Experience tells us that, in difficult times, good patriots who have seen a lot, have been hardened in the rigors of business life are the ones who can set things right. This is the kind of man Hungarian-American relations needed. It needed an ambassador who bravely brushed aside those who, for whatever reason, were interested in tension between the United States and Hungary. That is what you did, and we are grateful to you for that. A good ambassador who knows us well and understands what we, Hungarians, think about Central Europe, the European Union, and the United States. And more importantly, he also understands how this seemingly complicated system comes together in our heads and lives. An ambassador who understands the spring of Hungarians’ minds and the key to their hearts. We know, dear David, that you also have Hungarian roots. However, we do not think of you as an honorary Hungarian.
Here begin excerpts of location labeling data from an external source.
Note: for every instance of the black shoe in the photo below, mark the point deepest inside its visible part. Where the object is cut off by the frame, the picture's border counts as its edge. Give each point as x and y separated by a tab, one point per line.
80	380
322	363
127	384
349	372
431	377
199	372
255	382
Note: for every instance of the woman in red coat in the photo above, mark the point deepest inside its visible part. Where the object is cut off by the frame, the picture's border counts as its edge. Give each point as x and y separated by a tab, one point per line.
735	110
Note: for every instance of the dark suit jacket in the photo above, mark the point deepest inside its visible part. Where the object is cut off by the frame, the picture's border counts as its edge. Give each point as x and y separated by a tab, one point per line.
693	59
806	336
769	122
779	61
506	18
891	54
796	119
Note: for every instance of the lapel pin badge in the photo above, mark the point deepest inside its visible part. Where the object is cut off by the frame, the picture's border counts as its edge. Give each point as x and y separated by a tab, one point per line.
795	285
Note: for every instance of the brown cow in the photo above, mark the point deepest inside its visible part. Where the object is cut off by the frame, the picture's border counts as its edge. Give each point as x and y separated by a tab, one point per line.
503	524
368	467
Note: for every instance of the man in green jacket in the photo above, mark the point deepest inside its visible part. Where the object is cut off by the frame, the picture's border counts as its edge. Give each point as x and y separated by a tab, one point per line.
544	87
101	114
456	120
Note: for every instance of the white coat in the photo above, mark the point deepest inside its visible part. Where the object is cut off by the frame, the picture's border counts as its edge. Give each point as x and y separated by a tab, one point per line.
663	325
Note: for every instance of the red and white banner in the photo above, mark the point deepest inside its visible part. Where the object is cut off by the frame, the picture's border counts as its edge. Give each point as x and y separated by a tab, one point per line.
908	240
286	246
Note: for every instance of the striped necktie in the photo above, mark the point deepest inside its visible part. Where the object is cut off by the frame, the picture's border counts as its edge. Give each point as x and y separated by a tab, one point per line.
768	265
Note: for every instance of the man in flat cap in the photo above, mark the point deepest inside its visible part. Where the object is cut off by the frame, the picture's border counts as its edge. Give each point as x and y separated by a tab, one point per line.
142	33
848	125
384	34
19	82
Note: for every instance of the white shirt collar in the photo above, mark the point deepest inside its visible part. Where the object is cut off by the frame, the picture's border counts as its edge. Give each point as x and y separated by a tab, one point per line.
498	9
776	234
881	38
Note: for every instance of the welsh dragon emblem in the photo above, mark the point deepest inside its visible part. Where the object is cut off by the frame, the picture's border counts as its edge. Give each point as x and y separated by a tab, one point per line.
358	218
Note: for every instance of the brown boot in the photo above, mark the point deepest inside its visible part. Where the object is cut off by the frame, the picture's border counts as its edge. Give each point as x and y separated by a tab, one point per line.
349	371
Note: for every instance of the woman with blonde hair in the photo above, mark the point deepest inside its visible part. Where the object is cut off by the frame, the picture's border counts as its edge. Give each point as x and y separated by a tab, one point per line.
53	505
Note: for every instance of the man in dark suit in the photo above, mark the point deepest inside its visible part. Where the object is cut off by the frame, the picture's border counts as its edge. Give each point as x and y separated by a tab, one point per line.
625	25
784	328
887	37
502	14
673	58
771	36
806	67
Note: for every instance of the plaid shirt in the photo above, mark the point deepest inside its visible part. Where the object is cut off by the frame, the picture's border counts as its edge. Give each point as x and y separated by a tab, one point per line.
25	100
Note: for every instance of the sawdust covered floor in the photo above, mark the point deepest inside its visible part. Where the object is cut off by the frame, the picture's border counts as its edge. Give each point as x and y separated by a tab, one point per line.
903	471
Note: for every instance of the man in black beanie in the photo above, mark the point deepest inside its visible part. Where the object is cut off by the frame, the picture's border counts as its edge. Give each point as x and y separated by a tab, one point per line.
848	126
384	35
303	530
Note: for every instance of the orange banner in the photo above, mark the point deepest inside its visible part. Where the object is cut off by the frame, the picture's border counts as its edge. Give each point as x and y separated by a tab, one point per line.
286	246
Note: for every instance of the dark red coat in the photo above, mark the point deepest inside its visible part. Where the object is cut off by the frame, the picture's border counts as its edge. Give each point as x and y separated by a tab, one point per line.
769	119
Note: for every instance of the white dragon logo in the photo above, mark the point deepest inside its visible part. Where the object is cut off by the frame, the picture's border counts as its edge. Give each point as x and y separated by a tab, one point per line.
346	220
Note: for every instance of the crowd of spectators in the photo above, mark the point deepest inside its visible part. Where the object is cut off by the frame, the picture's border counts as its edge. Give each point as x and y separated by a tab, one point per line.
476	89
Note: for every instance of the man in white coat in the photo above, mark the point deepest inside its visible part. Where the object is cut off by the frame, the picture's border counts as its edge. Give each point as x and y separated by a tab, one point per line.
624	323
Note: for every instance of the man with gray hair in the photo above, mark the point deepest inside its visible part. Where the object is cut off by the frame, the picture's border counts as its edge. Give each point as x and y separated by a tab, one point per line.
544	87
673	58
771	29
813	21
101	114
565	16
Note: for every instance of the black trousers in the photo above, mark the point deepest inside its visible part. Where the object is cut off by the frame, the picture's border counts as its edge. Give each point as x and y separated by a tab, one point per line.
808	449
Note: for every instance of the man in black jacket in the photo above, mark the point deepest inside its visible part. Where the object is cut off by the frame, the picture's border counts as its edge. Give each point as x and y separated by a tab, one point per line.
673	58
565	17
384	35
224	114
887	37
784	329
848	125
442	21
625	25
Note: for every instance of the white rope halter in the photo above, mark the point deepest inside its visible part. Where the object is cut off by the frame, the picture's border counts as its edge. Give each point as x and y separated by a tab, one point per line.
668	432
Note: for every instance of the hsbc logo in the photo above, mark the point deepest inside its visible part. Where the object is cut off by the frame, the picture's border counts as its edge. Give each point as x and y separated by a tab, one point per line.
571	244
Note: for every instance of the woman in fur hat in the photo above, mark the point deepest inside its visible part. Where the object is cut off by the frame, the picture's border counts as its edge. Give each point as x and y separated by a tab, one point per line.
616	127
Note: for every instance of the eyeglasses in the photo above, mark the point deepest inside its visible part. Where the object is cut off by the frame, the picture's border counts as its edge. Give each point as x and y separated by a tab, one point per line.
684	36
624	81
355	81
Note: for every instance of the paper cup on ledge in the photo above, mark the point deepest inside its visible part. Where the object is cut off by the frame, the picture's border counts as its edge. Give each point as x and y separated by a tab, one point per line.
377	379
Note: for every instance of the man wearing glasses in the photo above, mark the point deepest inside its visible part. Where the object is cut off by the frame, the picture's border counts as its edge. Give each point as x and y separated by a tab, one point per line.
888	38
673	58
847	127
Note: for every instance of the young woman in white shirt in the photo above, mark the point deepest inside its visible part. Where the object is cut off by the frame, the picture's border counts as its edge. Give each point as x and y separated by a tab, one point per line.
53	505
Because you treated us fairly and because you fell in love with Hungary, this country has taken you into its heart.
Dear Ambassador!
Please accept this award from us in recognition of your outstanding work in strengthening Hungarian-American diplomatic, economic, and trade relations and allow me, on behalf of the Hungarian people, to wish you good health, many happy moments with your family, and good luck with your future career! God bless the ambassador!
♦ ♦ ♦
Let me add a few comments from U.S. sources, including my own, about the disastrous tenure of David B. Cornstein between May 2018 and November 1, 2020, when he will leave Budapest for good.
Let me start with a 2019 article from The New York Times, describing a Fourth of July party for 800 guests, costing $300,000. The guest of honor was Viktor Orbán. “For many in the room, it was a bewildering spectacle: an American ambassador lavishing praise on a far-right leader whose party has methodically eroded Hungarian democracy and pushed anti-Semitic tropes.” When Cornstein was reminded of the lack of democracy in Orbán’s Hungary, he told Szombat, a Jewish weekly: “I am a committed promoter of democracy. I believe in the rule of law, individual freedoms, freedom of religion, freedom of speech and press.” He added that “had I witnessed that the freedom of any individual or institution was put in danger, I’d be the first one to raise concerns.”
Cornstein was supposed to save the American Central European University, but “Cornstein’s sympathy for the university didn’t prove to be terribly deep. He didn’t see himself as an advocate for the U.S. chartered school so much as an honest broker, bringing two sides together, each with a valid case. ‘It is not Viktor Orbán and the government of Hungary alone that caused this to happen.’” He even felt some sympathy for Orbán: “If you see what has been said by Soros regarding Orbán, you would say, ‘I don’t want this guy near me. I don’t want anything to do with him.’”
I loved the article about Cornstein which appeared in November 2019 in The Lafayette, the student paper of Cornstein’s alma mater, Lafayette College. A senior, the president of the College Democrats, said that the way “one of our most high-profile alums is behaving, in my view, is utterly disgraceful, anti-democratic, anti-academic freedom. Given his ties to the college, it is really quite shameful.” The student continued: “He’s been participating in covering up suppression of academic freedom, the erosion of democracy.”
And finally, here is a quotation from one of my many articles on Trump’s ambassador to Hungary. “Cornstein, who spends as little time as possible in Hungary, could be hired as Orbán’s P.R. man, if he weren’t past retirement age (he’s 81). Hungary has had many mediocre American ambassadors, but Cornstein takes the cake.”
Good riddance, Mr. Ambassador. Let’s hope that the new American administration will appoint a replacement quickly, someone who has the interests of the United States and the Hungarian people in mind, instead of those of an illiberal state, which Cornstein has repeatedly defended.